Flying Words: Nahid & Nasrin Navab

January 18 – February 24, 2017

Artist’s Talk – February 7th
12 – 2pm
Room 3001, Fenwick Library

Flying Words Exhibition Catalog

Sisters Nahid and Nasrin Navab are two DC-based Iranian-American artists. They express their love for literature, art, freedom of expression and social justice through the creation of Flying Words, a collection of drawings, handprints, installations, and artistic books exhibited in Fenwick Gallery from January 18 to February 24, 2017.

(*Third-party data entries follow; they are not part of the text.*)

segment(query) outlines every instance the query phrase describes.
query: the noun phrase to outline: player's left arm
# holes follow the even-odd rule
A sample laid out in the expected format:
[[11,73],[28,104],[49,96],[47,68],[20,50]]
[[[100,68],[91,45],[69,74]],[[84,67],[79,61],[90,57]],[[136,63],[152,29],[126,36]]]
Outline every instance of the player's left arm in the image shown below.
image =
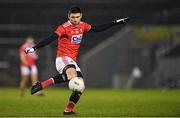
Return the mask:
[[119,25],[119,24],[126,24],[129,21],[129,17],[126,18],[121,18],[109,23],[105,23],[105,24],[101,24],[101,25],[96,25],[96,26],[91,26],[91,29],[89,30],[89,32],[101,32],[104,30],[107,30],[115,25]]

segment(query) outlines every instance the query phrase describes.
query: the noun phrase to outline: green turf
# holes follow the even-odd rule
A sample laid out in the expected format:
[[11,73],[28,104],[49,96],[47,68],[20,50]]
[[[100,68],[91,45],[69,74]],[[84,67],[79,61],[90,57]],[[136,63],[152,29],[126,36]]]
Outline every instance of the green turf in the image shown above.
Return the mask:
[[[0,88],[0,116],[62,116],[71,92],[45,89],[45,97],[19,97],[17,88]],[[180,116],[180,90],[86,89],[76,116]]]

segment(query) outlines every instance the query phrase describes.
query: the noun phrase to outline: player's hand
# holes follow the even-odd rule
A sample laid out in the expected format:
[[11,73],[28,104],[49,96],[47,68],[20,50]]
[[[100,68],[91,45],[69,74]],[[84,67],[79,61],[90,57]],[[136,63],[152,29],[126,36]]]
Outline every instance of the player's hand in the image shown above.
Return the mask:
[[129,17],[126,17],[126,18],[117,19],[114,22],[115,24],[125,24],[128,21],[129,21]]
[[28,54],[28,53],[33,53],[35,50],[34,48],[26,48],[25,49],[25,53]]

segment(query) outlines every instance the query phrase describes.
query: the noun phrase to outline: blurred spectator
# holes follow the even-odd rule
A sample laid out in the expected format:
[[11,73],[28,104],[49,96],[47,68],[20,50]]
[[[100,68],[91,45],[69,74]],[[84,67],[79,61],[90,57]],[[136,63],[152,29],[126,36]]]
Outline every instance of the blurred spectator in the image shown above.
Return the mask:
[[[24,96],[24,89],[29,78],[31,78],[32,85],[34,85],[38,80],[38,69],[36,66],[38,55],[36,52],[26,55],[24,52],[26,48],[31,48],[34,45],[34,37],[30,35],[26,38],[26,42],[19,49],[21,61],[20,96]],[[40,91],[37,95],[43,95],[43,93]]]

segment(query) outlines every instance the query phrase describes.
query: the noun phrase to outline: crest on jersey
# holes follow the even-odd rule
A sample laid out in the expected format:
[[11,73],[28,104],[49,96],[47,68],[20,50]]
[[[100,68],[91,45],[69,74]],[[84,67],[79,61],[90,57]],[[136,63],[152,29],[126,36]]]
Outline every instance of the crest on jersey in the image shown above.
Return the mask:
[[82,41],[82,34],[73,35],[72,38],[71,38],[71,41],[72,41],[73,43],[76,43],[76,44],[81,43],[81,41]]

Growing up in Iran during the 1960s and 1970s, the work of Nahid and Nasrin reflect their experience with international artists, authors, and poets. Flying Words is a tribute to literature that brings people together despite geographic borders, cultural barriers, age, gender, and racial differences. A number of these books have rested in their hearts, stimulated their imaginations and touched their personal lives in intimate social ways.



Uncertain Time
Nahid Navab
Monoprint, silkscreen, calligraphy

                                                                                                                                      

Testimony
Nasrin Navab
Two 30″x96″ panels, print on fabric

Since the occupation of Iraq in 2003 and resulting turmoil in the Middle East, many of the national archives and libraries of the region have been destroyed and looted.
Testimony is a tribute in memory of this great loss.

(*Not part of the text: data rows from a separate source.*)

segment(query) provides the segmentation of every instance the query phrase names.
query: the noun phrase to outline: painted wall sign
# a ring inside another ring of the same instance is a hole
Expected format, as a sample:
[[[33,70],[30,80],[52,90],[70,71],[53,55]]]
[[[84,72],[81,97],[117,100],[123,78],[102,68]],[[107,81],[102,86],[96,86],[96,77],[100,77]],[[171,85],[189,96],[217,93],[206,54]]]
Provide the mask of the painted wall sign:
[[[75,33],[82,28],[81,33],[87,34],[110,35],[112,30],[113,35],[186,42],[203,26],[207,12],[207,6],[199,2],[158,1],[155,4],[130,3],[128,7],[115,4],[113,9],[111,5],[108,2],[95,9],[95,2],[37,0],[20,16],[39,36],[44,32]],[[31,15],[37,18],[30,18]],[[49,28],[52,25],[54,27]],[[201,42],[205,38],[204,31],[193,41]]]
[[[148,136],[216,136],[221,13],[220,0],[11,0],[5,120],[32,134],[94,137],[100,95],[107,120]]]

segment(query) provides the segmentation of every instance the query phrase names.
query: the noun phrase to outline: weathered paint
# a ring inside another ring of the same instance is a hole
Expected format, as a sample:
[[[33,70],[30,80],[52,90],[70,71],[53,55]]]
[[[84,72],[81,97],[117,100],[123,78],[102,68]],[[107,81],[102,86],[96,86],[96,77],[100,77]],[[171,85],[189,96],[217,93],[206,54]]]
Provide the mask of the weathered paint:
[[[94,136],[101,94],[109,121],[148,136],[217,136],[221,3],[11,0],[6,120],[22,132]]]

The titles used for this work were chosen out of the 87 books produced from a survey Nasrin Navab took while collaborating with the “Al Mutanabbi Street Starts Here” project DC 2016. The artist asked members of steering committee and others who took an active role in the three-month cultural festival, “What are the five books that inspired you?” Many of these books have been translated from other languages.

“Freedom of information is the freedom that allows you to verify the existence of all the other freedoms.”

– Win Tin, Burmese journalist

Journalists that are under attack by corrupted authorities, politicians, and criminals who benefit from the absence of public knowledge of their wrong doings.  In 2016, 76 journalists were killed (48 motive confirmed), whilst 259 spend their lives in prison. Hands Off the Journalist is dedicated to the memory of journalist working around the world who were killed in 2016.

Hands Off the Journalist
Hands Off the Journalist
Nasrin Navab
Mixed media

                                                                                                                                    

Nahid and Nasrin dedicate this exhibition to the Al Mutanabbi Street Starts Here 2017 project. Their past collaboration with the AMSSH-DC 2016 project fed their passion for art as a means of connection and an agent of change.